IV, I’m told — though with something like twice the mean average rainfall per annum. It should be

about early summer by the time we arrive to make planetfall, so you can expect the weather to be

hot and wet.”

Finding himself yawning once more, Larn hurriedly raised his hand to cover his mouth. Even

travelling through the depths of the void, Sergeant Ferres had not let up on them. If anything, Ferres’

daily training regime since they had left their homeworld was harder than it had been back on

Jumael IV, the only difference being they did their training now in one of the troopship’s loading

bays while sardonic naval crewmen paused in their own duties to watch them with sneering smiles.

Every day, Ferres had had them running training exercises from breakfast to lights out. It was not

just the effect of today’s exertions that had left Larn feeling so exhausted.

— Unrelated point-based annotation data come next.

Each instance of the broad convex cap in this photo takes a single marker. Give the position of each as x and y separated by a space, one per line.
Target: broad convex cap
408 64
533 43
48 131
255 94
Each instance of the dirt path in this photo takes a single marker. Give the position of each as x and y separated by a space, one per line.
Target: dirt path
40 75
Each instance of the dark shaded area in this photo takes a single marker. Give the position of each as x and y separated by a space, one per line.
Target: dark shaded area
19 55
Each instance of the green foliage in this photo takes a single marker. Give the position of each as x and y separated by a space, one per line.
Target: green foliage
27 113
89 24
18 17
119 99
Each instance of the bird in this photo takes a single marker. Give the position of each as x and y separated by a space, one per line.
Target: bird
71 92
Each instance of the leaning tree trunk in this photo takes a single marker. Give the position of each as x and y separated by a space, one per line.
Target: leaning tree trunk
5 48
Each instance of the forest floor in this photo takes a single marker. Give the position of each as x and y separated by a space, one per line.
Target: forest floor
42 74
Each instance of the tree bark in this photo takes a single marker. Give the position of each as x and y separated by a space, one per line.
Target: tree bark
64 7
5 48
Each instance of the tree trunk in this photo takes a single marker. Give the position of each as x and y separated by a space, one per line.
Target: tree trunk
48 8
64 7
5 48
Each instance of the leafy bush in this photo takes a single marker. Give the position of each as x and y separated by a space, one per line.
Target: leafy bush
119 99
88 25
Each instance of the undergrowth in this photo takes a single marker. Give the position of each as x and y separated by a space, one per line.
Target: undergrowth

They had been on the troopship nearly a month now, jumping in and out of the Immaterium for a

few days’ warp travel here, a few days there. Each time, during every night they spent in the warp,

18

Larn had been troubled by terrible nightmares. In his dreams he saw alien landscapes populated with

strange and horrific creatures — dreams that had him waking in a cold sweat in his bunk every

night, his heart heavy with a sickening and nameless dread. Warp sickness, the ship apothecary had

called it when half of the regiment had reported for sick duty after their first night in the warp. You

will get used to it in time. For Larn, the pills the apothecary had given him to help him sleep had

proven of little use. He had not had a decent night’s sleep in weeks. While, no matter how many

pills he took, every night he spent in the warp seemed just as bad as the first.